Le texte de cette page a été corrigé et est conforme au fac-similé.

duc de Grandlieu qui, pris par la goutte avant le dîner, se trouvait seul. Quoique le gendre du duc de Grandlieu, le cousin de la duchesse, eût bien le droit de le présenter dans un salon où jamais il n’avait mis les pieds, Maxime de Trailles ne s’abusa pas sur la portée d’une invitation ainsi faite, il pensa que le duc ou la duchesse avaient besoin de lui. Ce n’est pas un des moindres traits de ce temps-ci que cette vie de club où l’on joue avec des gens qu’on ne reçoit point chez soi.

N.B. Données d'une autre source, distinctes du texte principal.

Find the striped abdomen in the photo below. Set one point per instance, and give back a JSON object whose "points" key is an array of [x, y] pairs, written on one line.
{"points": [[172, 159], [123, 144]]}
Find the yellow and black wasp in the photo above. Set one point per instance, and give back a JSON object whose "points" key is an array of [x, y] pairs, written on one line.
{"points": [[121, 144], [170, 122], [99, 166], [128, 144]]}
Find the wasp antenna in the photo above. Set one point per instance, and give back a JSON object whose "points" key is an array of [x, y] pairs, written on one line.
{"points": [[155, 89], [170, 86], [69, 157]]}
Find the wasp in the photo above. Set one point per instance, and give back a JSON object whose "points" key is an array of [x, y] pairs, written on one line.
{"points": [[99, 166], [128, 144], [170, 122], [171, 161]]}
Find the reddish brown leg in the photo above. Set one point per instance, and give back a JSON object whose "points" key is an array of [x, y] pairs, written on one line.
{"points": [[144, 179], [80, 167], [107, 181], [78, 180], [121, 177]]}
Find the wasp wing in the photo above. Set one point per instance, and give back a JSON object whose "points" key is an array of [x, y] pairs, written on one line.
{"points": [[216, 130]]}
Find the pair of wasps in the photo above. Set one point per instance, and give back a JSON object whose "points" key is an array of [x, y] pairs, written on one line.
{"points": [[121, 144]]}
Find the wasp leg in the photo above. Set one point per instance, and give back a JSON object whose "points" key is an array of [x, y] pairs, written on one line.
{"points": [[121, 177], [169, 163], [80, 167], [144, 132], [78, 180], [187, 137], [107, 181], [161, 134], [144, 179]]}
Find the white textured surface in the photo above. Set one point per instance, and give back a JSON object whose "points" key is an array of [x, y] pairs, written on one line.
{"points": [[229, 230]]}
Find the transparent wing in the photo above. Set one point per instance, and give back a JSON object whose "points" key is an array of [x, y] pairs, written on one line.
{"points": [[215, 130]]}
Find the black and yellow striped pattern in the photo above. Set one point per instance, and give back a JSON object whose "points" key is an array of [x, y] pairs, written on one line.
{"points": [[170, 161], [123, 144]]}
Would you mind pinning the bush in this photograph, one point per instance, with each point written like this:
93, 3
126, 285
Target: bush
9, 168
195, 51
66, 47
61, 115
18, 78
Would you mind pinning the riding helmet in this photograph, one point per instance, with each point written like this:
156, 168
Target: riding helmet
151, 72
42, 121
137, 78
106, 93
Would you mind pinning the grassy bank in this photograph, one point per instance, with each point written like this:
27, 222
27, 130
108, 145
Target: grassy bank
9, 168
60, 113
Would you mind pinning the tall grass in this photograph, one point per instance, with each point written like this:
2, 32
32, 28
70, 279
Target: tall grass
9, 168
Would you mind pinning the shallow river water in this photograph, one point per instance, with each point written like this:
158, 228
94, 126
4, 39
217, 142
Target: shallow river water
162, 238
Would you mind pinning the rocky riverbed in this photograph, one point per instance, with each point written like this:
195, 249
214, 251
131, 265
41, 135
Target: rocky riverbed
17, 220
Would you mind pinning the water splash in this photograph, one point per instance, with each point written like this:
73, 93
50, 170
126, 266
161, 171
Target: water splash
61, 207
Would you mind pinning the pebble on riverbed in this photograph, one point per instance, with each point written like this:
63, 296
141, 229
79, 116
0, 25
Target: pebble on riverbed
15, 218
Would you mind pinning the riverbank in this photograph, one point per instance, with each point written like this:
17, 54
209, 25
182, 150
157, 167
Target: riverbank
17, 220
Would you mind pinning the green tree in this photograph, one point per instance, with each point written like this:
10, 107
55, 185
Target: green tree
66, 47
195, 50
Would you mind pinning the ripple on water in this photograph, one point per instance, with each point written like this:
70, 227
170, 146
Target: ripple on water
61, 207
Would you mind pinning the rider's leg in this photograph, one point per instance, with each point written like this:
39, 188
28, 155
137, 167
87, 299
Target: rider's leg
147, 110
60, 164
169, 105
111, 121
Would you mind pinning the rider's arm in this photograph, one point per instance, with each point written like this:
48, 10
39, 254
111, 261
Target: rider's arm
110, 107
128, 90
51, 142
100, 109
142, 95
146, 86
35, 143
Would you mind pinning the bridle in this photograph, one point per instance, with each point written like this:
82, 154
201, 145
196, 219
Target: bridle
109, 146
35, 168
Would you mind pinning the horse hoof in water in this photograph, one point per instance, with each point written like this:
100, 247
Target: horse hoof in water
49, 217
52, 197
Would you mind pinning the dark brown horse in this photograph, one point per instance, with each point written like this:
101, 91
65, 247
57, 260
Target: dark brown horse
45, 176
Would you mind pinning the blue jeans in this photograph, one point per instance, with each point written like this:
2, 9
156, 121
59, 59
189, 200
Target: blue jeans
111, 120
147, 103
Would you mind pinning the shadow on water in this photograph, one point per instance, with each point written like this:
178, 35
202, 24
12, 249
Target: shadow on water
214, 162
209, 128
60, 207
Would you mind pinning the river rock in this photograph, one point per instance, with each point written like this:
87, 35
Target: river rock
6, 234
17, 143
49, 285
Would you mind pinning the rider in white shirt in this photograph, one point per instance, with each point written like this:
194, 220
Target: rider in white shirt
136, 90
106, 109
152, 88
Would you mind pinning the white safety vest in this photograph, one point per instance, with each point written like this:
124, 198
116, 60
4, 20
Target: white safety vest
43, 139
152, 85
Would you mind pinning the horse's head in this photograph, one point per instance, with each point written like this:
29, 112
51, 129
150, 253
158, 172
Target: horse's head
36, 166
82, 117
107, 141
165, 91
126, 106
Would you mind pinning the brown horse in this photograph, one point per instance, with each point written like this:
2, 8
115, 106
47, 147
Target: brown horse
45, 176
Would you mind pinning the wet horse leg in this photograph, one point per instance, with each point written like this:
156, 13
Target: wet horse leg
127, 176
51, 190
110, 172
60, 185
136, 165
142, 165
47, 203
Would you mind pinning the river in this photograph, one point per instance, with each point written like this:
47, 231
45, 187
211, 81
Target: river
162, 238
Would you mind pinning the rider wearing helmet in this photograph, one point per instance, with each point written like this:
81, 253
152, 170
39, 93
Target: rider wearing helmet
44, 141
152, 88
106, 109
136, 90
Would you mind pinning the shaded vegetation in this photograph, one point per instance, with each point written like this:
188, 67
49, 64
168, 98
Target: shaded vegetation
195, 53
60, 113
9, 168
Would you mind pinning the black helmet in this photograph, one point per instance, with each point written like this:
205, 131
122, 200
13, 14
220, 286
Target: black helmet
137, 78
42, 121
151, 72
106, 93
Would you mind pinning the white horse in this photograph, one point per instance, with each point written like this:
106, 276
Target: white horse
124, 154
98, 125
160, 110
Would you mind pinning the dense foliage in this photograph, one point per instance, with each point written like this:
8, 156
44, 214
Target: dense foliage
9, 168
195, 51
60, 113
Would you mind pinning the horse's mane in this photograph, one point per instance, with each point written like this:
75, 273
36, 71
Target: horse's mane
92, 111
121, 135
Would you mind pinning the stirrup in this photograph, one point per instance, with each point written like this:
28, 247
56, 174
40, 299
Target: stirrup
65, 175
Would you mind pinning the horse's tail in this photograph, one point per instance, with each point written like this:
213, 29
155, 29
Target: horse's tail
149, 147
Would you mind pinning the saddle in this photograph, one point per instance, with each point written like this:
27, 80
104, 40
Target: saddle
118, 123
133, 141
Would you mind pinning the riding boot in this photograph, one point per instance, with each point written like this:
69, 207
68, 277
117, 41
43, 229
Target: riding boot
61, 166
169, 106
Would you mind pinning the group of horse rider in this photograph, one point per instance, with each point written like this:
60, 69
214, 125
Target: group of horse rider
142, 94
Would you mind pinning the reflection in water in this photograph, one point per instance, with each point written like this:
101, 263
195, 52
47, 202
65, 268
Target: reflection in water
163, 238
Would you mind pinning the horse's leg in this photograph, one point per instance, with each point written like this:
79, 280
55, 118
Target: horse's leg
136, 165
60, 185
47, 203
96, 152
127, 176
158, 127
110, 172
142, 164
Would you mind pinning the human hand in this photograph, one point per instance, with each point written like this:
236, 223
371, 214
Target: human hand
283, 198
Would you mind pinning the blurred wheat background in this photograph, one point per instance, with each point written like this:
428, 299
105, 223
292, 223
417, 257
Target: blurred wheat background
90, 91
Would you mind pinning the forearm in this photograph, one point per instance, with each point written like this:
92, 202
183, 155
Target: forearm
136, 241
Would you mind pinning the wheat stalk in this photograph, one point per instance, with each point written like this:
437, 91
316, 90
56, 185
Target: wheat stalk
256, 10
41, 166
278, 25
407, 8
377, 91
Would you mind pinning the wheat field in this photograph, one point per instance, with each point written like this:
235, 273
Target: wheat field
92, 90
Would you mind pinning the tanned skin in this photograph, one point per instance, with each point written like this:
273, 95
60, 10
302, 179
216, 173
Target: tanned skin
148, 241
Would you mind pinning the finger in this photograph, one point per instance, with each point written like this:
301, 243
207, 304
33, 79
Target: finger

Le duc de Grandlieu fit à Maxime l’honneur de paraître souffrant. Après quinze parties de whist, il alla se coucher, laissant sa femme en tête-à-tête avec Maxime et d’Ajuda. La duchesse, secondée par le marquis, communiqua son projet à monsieur de Trailles, et lui demanda sa collaboration en paraissant ne lui demander que des conseils. Maxime écouta jusqu’au bout sans se prononcer, et attendit pour parler que la duchesse eût réclamé directement sa coopération.

— Madame, j’ai bien tout compris, lui dit-il alors après avoir jeté sur elle et sur le marquis un de ces regards fins, profonds, astucieux, complets, par lesquels ces grands roués savent compromettre leurs interlocuteurs. D’Ajuda vous dira que, si quelqu’un à Paris peut conduire cette double négociation, c’est moi, sans vous y mêler, sans qu’on sache même que je suis venu ce soir ici. Seulement, avant tout, posons les préliminaires de Léoben. Que comptez-vous sacrifier ?…

— Tout ce qu’il faudra.

— Bien, madame la duchesse. Ainsi, pour prix de mes soins vous me feriez l’honneur de recevoir chez vous et de protéger sérieusement madame la comtesse de Trailles…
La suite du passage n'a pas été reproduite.